I'm having a hard time understanding Peierl's argument for the non-existence of spontaneous magnetization in a 1D Ising model at $T>0$. Let the Hamiltonian be $$ H = -J\sum_{i} S_i S_{i+1}.$$ The argument is apparently simple: start with a chain of spins pointing all up; the energy difference to create an island of $L$ spins down around some position $i$ is 4J, and there are $L$ ways to place this $i$-th spin inside this region of size $L$ (i.e. $L$ microstates corresponding to a macrostate with an island of spins down around the $i$-th position). So the entropy difference is $\Delta S = k_B \ln L$ and free-energy difference $\Delta F = 4J - k_B T \ln L <0$ for L sufficiently large. This means the system is unstable under these fluctuations.
So far, all we actually proved is that it is favourable to create a sufficiently large island of spins down in an "all spins up" chain, but this is not the conclusion we aim at. We want to show that the favourable state will be completely disordered.

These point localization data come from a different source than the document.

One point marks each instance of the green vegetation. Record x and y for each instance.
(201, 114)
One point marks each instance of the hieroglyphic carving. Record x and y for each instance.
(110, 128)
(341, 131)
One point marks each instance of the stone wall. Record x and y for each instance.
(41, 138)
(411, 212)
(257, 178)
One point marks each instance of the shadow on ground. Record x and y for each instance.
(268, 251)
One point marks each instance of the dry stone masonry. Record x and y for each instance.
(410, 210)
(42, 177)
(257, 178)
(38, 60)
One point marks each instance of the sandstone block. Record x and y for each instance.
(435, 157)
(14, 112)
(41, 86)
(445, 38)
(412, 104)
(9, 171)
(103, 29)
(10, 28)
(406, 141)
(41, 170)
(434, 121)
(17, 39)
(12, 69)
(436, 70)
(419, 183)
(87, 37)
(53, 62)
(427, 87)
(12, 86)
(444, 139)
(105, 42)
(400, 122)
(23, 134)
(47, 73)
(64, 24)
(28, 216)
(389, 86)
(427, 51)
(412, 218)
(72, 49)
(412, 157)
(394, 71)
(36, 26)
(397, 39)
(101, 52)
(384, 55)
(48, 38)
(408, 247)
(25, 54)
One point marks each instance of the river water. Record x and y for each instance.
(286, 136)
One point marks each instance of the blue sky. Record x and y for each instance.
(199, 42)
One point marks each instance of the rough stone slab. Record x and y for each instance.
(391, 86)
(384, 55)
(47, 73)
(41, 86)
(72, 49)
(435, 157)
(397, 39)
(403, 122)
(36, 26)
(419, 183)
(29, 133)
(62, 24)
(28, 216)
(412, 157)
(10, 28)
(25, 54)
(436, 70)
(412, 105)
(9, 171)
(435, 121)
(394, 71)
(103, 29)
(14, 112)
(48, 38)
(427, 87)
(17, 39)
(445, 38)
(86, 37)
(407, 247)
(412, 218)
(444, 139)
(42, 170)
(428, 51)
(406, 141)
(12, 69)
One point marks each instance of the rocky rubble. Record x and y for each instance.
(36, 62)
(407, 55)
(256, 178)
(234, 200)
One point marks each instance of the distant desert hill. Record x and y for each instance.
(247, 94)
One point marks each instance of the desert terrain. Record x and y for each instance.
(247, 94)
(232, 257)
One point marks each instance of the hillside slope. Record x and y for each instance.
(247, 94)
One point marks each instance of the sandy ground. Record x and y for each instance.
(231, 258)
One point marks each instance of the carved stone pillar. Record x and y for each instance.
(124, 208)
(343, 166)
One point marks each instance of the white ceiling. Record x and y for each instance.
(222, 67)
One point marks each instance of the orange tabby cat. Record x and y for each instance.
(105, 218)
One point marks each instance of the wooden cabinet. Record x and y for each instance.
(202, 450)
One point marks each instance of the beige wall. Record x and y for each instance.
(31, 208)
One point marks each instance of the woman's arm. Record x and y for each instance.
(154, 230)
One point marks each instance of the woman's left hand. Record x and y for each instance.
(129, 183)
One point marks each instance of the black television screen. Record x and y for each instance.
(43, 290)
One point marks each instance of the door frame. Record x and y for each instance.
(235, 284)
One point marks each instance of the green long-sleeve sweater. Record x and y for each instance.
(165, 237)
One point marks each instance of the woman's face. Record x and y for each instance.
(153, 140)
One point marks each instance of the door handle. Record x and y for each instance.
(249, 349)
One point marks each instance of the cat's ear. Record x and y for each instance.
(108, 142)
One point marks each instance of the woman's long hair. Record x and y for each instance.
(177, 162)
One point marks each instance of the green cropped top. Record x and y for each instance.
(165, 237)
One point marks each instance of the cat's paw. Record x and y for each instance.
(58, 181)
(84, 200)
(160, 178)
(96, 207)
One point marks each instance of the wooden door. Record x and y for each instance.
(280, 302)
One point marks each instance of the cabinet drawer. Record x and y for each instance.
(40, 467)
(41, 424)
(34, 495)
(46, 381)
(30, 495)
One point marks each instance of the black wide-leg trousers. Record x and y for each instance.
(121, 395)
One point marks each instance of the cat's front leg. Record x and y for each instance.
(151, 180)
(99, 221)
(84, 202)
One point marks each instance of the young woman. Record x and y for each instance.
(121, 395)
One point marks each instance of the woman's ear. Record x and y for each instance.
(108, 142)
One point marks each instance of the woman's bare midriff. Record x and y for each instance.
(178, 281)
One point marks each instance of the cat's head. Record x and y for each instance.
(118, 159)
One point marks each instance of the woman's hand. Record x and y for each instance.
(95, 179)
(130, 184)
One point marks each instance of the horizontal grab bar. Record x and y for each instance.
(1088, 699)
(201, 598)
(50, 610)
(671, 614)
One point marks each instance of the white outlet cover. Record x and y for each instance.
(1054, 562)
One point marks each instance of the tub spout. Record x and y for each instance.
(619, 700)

Now suppose one of these fluctuations took place, and the system now has "all spins up except for L spins down". This is clearly still not fully disordered. And if we try to apply the argument again, for a second fluctuation, the system is no longer in the "all spins up" state we originally assumed, so the argument no longer holds.
One could say: "But we are considering an infinite chain, so $L$ spins down is irrelevant compared to infinite spins up, and the argument still holds for any other fluctuation sufficiently far away from the first island".
But then how can we conclude from this argument that the resulting state after many fluctuations is completely disordered? What we assume in the proof contradicts what we want to achieve. We assume a sufficiently large region of "all spins up" (so large that any island of spins down is insignificant in comparison), but we want to prove that eventually the islands of spin down will be comparable in size to those of spin up (only then can we say that the total magnetization vanishes).
The reply in this question is possibly/probably related, but I didn' understand the argument there either...